Julia Zinnbauer: Als ich vor etwa zwei Jahren gehört habe, dass die drei Häuser auf der Rethelstraße, in denen sich der Puff befindet, abgerissen werden sollen, wollte ich zunächst nur ein paar Fotos von den Räumen machen. Gleich bei meinem ersten Besuch war mir allerdings klar, dass es sich bei all dem um nicht weniger als ein in sich abgeschlossenes, perfekt durchgestaltetes Gesamtkunstwerk handelte.

Was zeichnet dieses ’Gesamtkunstwerk’ denn aus?

Julia Zinnbauer: Tatsächlich verbinden sich in Wollersheims Bordell sehr viele verschiedene Kunstformen zu einer großen begehbaren Plastik, das aus unendlich vielen einzelnen Elementen besteht, die alle sinnvoll ineinander greifen. Beispielsweise sprayte der Düsseldorfer Künstler Joe Brockerhoff über die Wände mehrerer Etagen hinweg ausgesprochen phantasievolle Darstellungen sich üppig windender Körper. Dann das Möbeldesign, das weit über das Funktionale hinausgeht und eher als Environment zu betrachten ist. Die Inszenierung durch Licht spielt eine Rolle. In den Eingängen zu den drei Häusern gibt es Displays mit animierten Vorschaubildern auf die Themenzimmer, die man definitiv der Videokunst zuordnen kann.
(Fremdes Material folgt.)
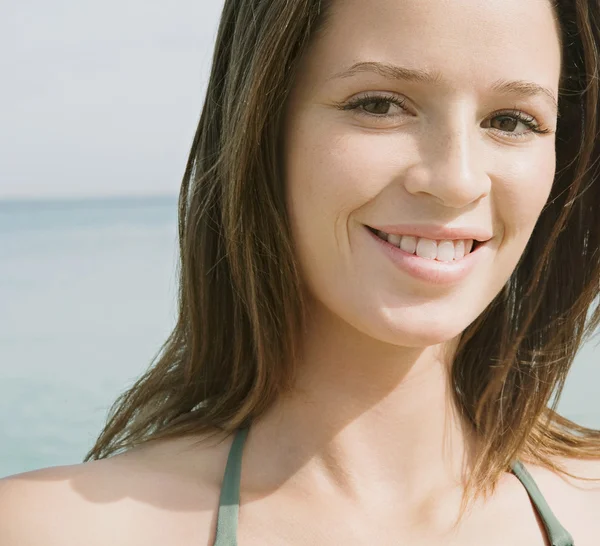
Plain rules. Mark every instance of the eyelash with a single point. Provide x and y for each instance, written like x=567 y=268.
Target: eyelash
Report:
x=524 y=118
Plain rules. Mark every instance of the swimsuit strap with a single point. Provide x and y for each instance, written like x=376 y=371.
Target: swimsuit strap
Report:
x=229 y=502
x=227 y=519
x=557 y=534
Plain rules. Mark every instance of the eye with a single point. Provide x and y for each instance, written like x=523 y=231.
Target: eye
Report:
x=508 y=123
x=375 y=106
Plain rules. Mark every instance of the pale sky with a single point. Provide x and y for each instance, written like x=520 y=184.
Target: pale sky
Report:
x=101 y=97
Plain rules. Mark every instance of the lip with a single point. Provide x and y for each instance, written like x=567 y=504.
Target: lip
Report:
x=437 y=233
x=432 y=271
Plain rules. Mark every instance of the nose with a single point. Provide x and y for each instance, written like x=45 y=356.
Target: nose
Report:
x=450 y=163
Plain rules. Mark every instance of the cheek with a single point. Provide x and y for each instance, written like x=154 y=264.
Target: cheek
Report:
x=332 y=173
x=521 y=188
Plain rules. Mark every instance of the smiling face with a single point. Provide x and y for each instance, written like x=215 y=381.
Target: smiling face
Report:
x=416 y=114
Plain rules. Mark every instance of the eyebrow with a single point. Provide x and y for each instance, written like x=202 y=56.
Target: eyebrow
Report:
x=390 y=71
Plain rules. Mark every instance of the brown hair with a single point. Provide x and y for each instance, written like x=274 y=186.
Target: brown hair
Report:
x=231 y=352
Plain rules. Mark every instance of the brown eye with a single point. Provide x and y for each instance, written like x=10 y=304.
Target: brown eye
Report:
x=505 y=123
x=379 y=107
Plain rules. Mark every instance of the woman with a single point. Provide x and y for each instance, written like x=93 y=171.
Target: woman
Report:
x=389 y=246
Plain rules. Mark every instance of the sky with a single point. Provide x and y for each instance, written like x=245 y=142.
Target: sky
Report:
x=102 y=97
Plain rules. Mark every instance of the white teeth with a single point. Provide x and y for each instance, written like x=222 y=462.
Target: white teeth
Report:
x=408 y=244
x=426 y=248
x=443 y=251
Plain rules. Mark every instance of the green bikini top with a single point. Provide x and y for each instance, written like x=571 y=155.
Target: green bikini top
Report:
x=227 y=520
Sie gehen in Ihrem Film aber noch weiter und sagen: Wollersheim selbst ist auch ein Kunstwerk. Inwiefern?

Foto: J. Zinnbauer

Julia Zinnbauer: Wollersheim betreibt sein Leben als eine Art Dauerperformance und inszenier es mit Hilfe von Mode, Autos und Architektur.
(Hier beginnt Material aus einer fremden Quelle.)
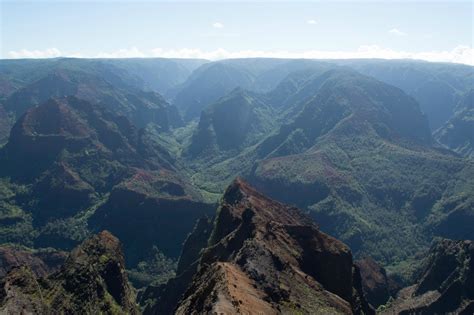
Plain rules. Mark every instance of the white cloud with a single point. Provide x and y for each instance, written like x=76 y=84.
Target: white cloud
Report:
x=133 y=52
x=25 y=53
x=460 y=54
x=397 y=32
Im Film inszenieren Sie sich ja auch selbst. Sie tragen ein selbst entworfenes schwarzes Kleid, erkunden wie eine Flaneurin die Treppengänge, Bars, Poledance-Räume, oder Schlafzimmer der Häuser und zeigen sich auch fasziniert. Was steckt hinter diesem Konzept?
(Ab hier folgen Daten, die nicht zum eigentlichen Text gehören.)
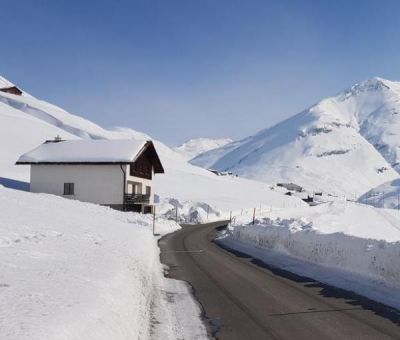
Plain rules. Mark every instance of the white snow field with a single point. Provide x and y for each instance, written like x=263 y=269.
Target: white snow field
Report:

Julia Zinnbauer: Alle meine Videoarbeiten haben immer auch einen biographischen Aspekt. Sie handeln davon, dass ich fasziniert von etwas bin, mich in ein Gebäude mitsamt seiner Geschichte hineinziehen lasse und mich damit identifiziere. Das Herumlaufen und Staunen, das ständige Hoffen, etwas Schönes zu entdecken, mich begeistern und mir Geschichten erzählen zu lassen, ist neben meinen umfassenden Recherchen die Basis all meiner Arbeiten.

Sie interviewen Wollersheim auch. Wie war es für ihn, in sein einstiges Rotlicht-Imperium zurückzukehren?

Julia Zinnbauer: Wollersheim erschien ernst und melancholisch, als jemand, der stolz auf sein Lebenswerk ist und zugleich weiß, dass sich die Zeit nicht zurückdrehen lässt. Er ist bereit für Neues, lächelt und bewegt sich weiter. Darauf bezieht sich der auch der Filmtitel „Steady Smile Move“.

Das Bordell gilt aber auch als Ort des zwielichtigen Geschäfts, wo Frauen häufig unfreiwillig landen. Und Wollersheim selbst wurde wegen erpresserischen Menschenraubs verurteilt. Heroisieren Sie in Ihrem Film nicht zu sehr dieses oft unmenschliche Gewerbe?

Julia Zinnbauer: Ich bin mir der Problematik natürlich bewusst. Allerdings ist der gesamte Betrieb schon seit mehreren Jahren geschlossen, es sind Prozesse geführt worden, einige der Beteiligten sind ins Gefängnis gekommen und das gesamte Geschäftssystem ist schließlich zusammengebrochen. Ich denke, es besteht ein Unterschied dazwischen, eine Situation zu dokumentieren, in der jemand oder etwas in akuter Gefahr ist, oder im Nachhinein eine Bestandsaufnahme zu machen und etwas in einen künstlerischen und historischen Kontext einzubetten.